In the Middle East, aluminum producers are skeptical of the 232 tax levy, only for the Chinese side
Foreign media news, Tuesday, Middle East aluminium producers alliance official in the Arabia National Conference (Arabal 2017), 232 from the ongoing investigation, any U.S. tariffs levied on imports of aluminum, will eventually harm to American consumers.
Bahrain (Aluminium Bahrain) CEO Tim Murray at the meeting pointed out that the North American aluminum market itself has serious structural supply gap serious. "The 232 survey itself is meaningless, because the final tax will be imposed on consumers."
232 investigations into the impact of steel and aluminum imports on national security were strongly supported by the Trump administration in April this year, initiated by the US Department of Commerce, which promised to investigate and follow up quickly.
The investigation could lead to tariffs or other import restrictions, usually takes 270 days, but the government said it was fast tracked, is expected to report its findings at the end of June. However, the final decision has not yet been announced.
Qatar aluminum (Qatar Aluminium) CEO Khalid Mohamed Sultan Laram said: "I don't think the 232 survey will be used to force the tax, because any such decision is not conducive to the downstream industries, especially what is the automotive industry."
Mohammed Al Masoudi, chief executive of Sohar Aluminium, thinks that at least economic taxes on raw metals are meaningless, but he also says that political considerations may be a separate issue.

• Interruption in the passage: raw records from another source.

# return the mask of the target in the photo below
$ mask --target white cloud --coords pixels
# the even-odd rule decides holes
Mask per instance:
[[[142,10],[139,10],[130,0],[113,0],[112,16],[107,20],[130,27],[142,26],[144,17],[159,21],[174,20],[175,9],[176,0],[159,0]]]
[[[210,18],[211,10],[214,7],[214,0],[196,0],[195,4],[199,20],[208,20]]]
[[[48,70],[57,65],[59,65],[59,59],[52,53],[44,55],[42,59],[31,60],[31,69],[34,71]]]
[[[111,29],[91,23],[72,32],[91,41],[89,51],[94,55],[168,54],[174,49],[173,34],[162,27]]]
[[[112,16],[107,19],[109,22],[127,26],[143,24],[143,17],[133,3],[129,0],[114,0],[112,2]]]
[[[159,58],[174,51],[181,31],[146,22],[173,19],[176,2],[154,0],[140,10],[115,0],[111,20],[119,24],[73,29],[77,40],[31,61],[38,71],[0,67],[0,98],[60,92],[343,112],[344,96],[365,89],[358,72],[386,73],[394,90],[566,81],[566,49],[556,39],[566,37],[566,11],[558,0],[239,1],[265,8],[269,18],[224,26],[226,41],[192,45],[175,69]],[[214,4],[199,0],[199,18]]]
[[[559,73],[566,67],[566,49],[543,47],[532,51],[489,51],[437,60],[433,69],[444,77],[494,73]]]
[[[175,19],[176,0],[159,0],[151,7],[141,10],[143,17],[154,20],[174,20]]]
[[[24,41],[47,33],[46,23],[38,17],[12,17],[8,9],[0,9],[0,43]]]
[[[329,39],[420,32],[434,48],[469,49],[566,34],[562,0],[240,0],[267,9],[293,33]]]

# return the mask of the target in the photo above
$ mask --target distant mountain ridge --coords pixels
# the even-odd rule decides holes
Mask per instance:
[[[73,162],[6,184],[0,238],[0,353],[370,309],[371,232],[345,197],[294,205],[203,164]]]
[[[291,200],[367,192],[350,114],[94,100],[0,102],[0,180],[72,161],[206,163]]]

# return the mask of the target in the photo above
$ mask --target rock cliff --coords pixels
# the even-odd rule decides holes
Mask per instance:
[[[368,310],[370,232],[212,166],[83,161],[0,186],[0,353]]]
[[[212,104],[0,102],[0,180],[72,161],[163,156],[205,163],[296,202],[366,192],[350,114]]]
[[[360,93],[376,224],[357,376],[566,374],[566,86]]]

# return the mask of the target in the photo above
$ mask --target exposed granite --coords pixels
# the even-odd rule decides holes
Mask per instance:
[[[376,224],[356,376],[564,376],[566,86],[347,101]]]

Murray says the industry in the lower reaches of the United States has done a good job of lobbying against tariffs, and even though it's really taxing, I think it's only in china."
The Aluminum Association (US Aluminum Association) members held in Washington last month's press conference reiterated their position, any remedial measures is the 232 survey should be directed at the China, rather than other countries.